Haiti officials now are tasked with rebuilding a health-care system of their own. An assessment prepared by foreign experts for the U.N., World Bank and Haiti government, which was reviewed by The Wall Street Journal, calls for a system that guarantees universal access to primary care, quality services and essential medication.

It recommends "massive investment" in training for Haitian medical professionals and decentralization of care, which has been concentrated in the capital while neglecting the rest of the country.

Thousands of international medical teams rushed to Haiti initially. Doctors and nurses, lugging life-saving supplies, hitched rides with private pilots or took circuitous routes to get here. They performed thousands of life-saving surgeries, even in makeshift field hospitals.

In the wake of the emergency, access to health care for many Haitians has never been better. But hospitals where foreign medical volunteers had been treating mainly quake victims are also packed with patients suffering from diabetes, AIDS, cancer and other ailments, in addition to those requiring follow-up care for quake injuries. "The big question is, what will happen when the foreign medical aid groups leave," says Nyka Alexander, a spokeswoman for the World Health Organization.

Ariel Henry, chief of staff for Haiti's Health Ministry, said the country is "open to all contributions" as long as local health personnel benefit from the partnership and the health-care system is strengthened overall. Dr. Henry said many medical teams initially had arrived without gaining clearance from local authorities. That phenomenon, while well-intentioned, has since led to coordination problems.

The health ministry is still in shambles; more than half of medical professionals are living in tents. Doctors without Borders, the nonprofit medical group, runs at least 500 of the 1,600 hospital beds in Port-au-Prince. The capital's General Hospital has more foreign than local medical staff.

"Outside medical organizations are now the backbone of Haitian medical care," says Dana Van Alphen, regional adviser for disaster management at the Pan American Health Organization who has been involved in discussions with a Haitian presidential health commission.

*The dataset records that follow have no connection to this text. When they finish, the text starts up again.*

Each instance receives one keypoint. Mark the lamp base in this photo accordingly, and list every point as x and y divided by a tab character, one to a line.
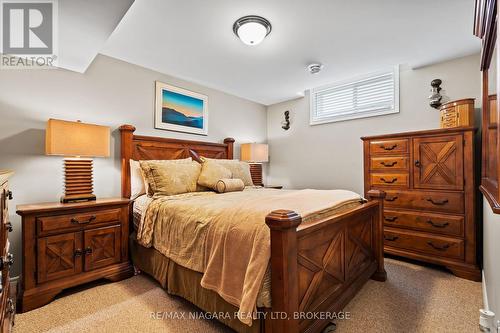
78	183
256	173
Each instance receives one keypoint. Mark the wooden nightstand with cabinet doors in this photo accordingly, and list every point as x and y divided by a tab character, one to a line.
68	244
7	304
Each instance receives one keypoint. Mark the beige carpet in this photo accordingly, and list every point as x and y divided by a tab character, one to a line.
414	299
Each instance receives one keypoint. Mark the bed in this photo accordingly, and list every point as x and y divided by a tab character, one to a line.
314	267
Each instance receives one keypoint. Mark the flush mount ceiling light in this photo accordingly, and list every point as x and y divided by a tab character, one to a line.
314	68
252	29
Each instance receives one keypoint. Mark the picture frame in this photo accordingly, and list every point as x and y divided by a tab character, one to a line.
180	110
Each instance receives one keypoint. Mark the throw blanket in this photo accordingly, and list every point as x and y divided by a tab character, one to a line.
225	237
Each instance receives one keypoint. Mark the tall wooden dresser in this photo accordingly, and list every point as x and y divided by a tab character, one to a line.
7	303
429	210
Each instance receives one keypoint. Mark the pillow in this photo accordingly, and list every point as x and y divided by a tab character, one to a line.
239	169
169	177
211	172
229	185
137	181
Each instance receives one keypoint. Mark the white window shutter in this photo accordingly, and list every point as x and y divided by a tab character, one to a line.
372	95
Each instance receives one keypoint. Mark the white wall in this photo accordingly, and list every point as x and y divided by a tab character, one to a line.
330	155
110	93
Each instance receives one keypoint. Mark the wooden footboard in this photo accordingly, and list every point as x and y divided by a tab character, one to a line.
318	268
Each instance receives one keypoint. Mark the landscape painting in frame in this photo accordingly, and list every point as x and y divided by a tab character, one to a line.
180	110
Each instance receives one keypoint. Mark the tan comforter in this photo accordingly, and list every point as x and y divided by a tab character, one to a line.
225	236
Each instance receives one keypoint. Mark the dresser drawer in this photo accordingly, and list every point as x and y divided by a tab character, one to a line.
390	179
389	163
53	224
424	243
389	146
426	200
434	223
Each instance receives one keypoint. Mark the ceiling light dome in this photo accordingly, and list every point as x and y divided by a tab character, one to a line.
252	29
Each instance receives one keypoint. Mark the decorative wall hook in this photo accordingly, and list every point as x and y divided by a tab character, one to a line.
286	123
435	97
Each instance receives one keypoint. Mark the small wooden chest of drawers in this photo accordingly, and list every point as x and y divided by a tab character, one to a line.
429	209
65	245
7	303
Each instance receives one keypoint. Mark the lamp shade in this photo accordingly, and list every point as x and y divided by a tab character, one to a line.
254	152
69	138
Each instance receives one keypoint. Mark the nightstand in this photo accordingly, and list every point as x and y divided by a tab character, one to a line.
65	245
277	187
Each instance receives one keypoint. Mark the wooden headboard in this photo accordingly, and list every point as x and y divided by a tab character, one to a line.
138	147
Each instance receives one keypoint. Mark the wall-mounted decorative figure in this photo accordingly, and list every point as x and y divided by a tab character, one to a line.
286	123
435	97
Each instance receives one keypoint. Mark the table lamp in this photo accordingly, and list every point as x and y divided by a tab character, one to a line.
78	142
255	154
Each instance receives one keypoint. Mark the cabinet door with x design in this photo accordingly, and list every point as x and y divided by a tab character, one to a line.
438	162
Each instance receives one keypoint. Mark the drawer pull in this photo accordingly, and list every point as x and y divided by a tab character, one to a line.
389	165
438	225
438	203
392	181
389	148
9	259
439	248
75	221
10	306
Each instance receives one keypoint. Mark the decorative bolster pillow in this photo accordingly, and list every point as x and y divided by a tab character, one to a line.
229	185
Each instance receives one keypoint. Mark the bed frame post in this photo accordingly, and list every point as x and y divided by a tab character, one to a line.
284	272
126	135
380	274
230	147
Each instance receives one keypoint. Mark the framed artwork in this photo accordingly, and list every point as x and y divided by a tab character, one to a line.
180	110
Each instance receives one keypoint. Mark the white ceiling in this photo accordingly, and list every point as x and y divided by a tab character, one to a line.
193	40
84	27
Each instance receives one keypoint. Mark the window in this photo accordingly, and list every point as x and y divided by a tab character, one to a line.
371	95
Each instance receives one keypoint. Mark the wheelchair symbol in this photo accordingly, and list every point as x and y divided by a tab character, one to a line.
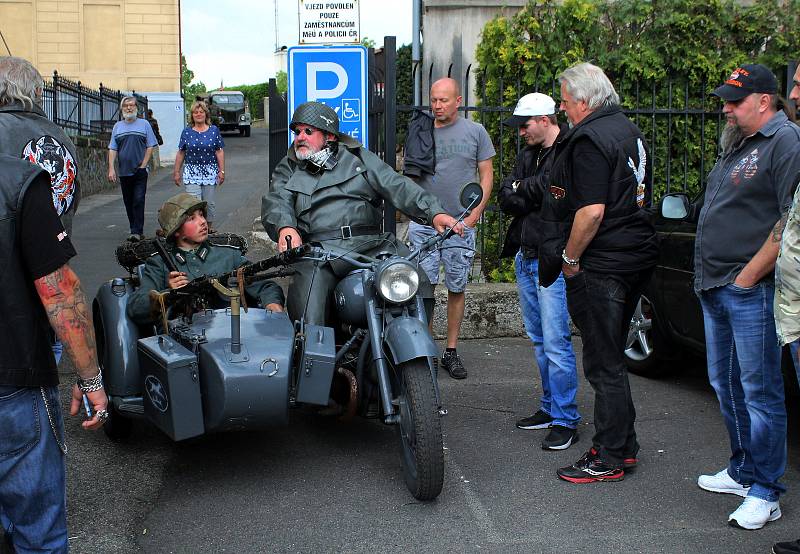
351	109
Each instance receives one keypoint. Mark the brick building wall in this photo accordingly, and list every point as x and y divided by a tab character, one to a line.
125	44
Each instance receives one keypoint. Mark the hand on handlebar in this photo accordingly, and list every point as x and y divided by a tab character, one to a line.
441	222
293	241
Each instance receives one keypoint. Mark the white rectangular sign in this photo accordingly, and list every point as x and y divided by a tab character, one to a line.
329	21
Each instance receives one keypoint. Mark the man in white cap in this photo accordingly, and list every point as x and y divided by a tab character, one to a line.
544	310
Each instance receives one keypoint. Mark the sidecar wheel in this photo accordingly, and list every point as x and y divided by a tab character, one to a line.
420	431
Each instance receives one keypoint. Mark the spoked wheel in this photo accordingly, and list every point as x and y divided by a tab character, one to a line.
420	431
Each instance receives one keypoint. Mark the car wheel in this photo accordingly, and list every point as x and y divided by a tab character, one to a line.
641	356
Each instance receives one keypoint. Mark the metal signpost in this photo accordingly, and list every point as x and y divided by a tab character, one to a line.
334	75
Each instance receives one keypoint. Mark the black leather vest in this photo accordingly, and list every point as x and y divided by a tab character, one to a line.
26	358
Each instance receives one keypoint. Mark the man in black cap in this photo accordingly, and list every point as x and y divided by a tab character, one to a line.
743	213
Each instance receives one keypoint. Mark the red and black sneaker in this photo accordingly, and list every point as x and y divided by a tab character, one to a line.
589	469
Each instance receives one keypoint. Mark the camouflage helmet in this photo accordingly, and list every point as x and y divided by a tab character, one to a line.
174	212
322	117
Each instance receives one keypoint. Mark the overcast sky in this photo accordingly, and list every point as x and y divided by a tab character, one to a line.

"It's a very difficult situation, but we have to start somewhere," says Dr. Van Alphen, adding that the quake provides the "opportunity" to start anew. Haiti will be seeking a massive injection of funds from wealthy countries. The report for the U.N., to be released at a donor conference in New York on March 31, puts the cost at upward of $750 million over the next five years.

On average, Haitians subsist on less than $1 a day. But 70% of respondents to a WHO-commissioned survey in Port-au-Prince said they pay for medical care. It is one reason many Haitians only visit a hospital when their condition is life-threatening, health experts say.

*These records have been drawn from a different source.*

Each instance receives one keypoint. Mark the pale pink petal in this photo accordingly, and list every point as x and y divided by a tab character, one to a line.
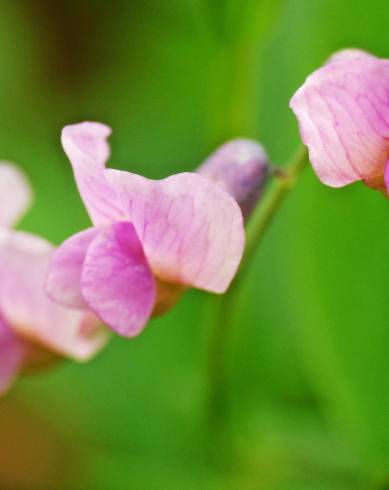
15	194
24	260
63	281
343	115
241	168
87	149
117	282
191	229
11	355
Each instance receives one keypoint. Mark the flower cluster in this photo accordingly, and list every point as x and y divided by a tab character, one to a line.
343	114
34	330
150	240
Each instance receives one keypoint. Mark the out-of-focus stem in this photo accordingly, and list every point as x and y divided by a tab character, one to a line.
284	180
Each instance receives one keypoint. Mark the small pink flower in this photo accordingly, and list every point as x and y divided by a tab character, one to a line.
150	240
31	324
343	115
240	167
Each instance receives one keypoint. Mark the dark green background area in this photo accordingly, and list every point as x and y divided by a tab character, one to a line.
308	373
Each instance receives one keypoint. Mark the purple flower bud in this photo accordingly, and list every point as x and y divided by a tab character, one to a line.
240	167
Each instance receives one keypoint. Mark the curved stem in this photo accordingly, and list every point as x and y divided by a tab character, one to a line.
284	181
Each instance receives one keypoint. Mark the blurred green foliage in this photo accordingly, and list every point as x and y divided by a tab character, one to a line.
308	389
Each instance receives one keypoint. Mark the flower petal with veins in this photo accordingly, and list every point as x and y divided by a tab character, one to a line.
116	280
191	229
87	148
24	260
64	274
343	115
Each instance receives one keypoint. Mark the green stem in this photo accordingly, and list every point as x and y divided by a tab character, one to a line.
267	208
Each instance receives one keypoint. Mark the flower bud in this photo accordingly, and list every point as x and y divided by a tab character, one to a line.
241	167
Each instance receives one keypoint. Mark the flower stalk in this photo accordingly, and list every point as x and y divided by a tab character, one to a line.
283	181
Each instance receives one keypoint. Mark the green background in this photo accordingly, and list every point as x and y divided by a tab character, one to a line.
307	395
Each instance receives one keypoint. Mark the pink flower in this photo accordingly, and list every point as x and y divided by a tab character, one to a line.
32	325
150	240
343	115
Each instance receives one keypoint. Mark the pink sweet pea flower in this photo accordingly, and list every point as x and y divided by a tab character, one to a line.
150	240
32	325
343	115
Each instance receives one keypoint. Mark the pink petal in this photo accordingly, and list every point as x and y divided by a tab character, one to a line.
24	260
87	149
191	230
117	282
63	281
343	114
241	168
15	194
11	355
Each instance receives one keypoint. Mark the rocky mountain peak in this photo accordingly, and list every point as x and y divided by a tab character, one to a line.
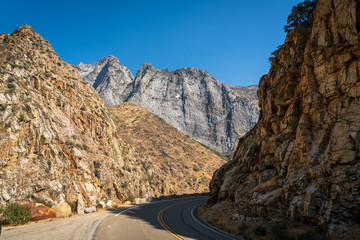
109	58
190	99
60	143
24	31
146	68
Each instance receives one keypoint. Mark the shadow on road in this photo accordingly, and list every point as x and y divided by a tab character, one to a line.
178	217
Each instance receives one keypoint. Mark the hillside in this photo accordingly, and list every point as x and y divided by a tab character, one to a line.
300	163
60	143
186	165
190	99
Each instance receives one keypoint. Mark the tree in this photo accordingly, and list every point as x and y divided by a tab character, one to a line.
275	53
299	14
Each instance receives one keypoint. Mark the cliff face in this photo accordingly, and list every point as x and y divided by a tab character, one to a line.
59	142
301	160
190	99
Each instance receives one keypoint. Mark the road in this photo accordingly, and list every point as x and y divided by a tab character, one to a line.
168	219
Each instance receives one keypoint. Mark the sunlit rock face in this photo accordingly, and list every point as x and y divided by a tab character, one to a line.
190	99
58	141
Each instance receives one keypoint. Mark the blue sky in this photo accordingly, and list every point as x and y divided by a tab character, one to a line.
231	39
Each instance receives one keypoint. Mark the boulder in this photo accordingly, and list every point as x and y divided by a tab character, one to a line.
109	204
40	211
90	209
62	210
101	205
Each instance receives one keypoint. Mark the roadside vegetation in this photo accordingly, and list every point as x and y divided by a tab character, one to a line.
16	214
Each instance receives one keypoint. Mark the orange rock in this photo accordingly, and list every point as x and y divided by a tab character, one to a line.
40	211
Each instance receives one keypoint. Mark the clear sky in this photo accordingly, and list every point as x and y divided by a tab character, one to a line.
231	39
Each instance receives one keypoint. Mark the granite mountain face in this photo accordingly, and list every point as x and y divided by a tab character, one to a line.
301	160
60	143
190	99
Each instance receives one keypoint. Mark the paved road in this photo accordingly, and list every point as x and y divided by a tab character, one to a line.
73	228
168	219
171	219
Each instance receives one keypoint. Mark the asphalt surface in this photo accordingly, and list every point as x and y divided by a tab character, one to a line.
169	219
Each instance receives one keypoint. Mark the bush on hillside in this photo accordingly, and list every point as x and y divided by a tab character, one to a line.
299	14
17	214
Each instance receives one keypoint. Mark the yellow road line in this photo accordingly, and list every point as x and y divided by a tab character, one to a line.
163	224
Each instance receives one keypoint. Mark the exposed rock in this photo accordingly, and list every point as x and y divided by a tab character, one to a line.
40	211
60	143
62	210
90	209
301	160
109	204
190	99
101	205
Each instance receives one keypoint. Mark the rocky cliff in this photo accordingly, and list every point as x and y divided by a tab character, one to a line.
301	160
60	143
190	99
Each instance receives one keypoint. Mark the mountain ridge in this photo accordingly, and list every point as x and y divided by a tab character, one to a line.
172	96
59	142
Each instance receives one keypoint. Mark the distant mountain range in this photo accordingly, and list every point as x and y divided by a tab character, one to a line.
190	99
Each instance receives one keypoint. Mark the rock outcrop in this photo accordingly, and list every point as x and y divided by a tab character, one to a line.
58	142
301	160
190	99
61	210
40	211
111	80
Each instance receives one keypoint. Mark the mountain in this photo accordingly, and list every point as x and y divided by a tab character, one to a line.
300	163
60	143
187	167
108	77
190	99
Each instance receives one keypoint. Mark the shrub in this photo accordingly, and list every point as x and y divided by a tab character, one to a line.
11	86
48	204
73	206
82	147
97	173
280	232
130	198
292	124
255	148
275	53
97	164
22	118
243	228
196	169
260	231
70	143
3	108
299	14
17	214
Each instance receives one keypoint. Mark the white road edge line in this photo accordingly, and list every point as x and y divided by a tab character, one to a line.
210	228
94	229
125	210
139	205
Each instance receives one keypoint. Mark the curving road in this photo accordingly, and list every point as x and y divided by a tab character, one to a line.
169	219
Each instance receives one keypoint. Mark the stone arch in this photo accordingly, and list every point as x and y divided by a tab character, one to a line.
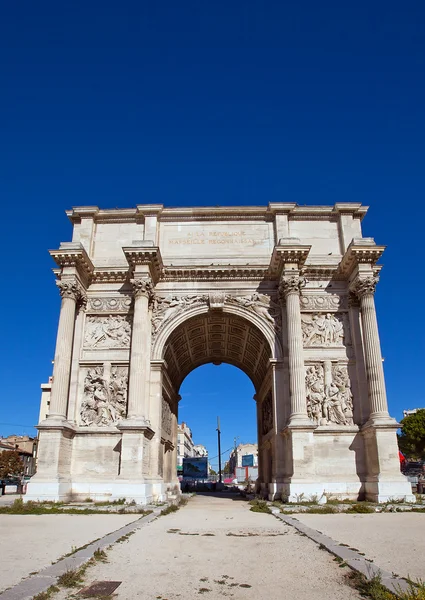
251	320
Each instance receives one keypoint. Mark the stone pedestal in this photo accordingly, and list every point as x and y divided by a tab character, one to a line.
384	480
52	481
300	482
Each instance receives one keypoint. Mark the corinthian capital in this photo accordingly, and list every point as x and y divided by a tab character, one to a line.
362	287
143	287
73	290
290	285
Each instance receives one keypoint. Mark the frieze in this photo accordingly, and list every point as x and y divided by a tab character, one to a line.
166	420
120	304
323	302
329	397
164	307
267	414
262	305
105	396
112	331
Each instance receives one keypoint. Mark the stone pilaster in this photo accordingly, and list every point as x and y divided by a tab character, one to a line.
71	293
364	288
138	408
290	287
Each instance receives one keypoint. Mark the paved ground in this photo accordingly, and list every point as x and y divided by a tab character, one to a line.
32	542
394	541
216	547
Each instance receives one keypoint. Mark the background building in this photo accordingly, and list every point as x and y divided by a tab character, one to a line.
412	411
243	450
28	457
46	389
200	450
185	445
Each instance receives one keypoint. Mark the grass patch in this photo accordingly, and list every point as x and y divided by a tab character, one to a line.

Rudimentary public clinics and hospitals lack basic equipment and a stable work force. Port-au-Prince's university teaching hospital, General Hospital, doesn't have its own ambulance or CT scan. Many Haitian staff are owed several months of wages, and therefore don't show up for work.

"I am yet to see one attending Haitian physician in the emergency room," says Gabriel Novelo, a Mexican doctor with International Medical Corps, a Santa Monica, Calif.-based volunteer group whose doctors and nurses are staffing General Hospital.

Dr. Novelo, who is coordinating IMC's operations, says the group hopes to see "transitional" care in place before it quits the country. That would include pairing Haitian medical personnel with foreign staff for training; transferring functional control of hospitals and clinics to locals and establishing a primary health-care program.

"We are committed to staying as long as we can," said Dr. Novelo. But he added, "The minute we run out of funding, we leave. There is no way around that."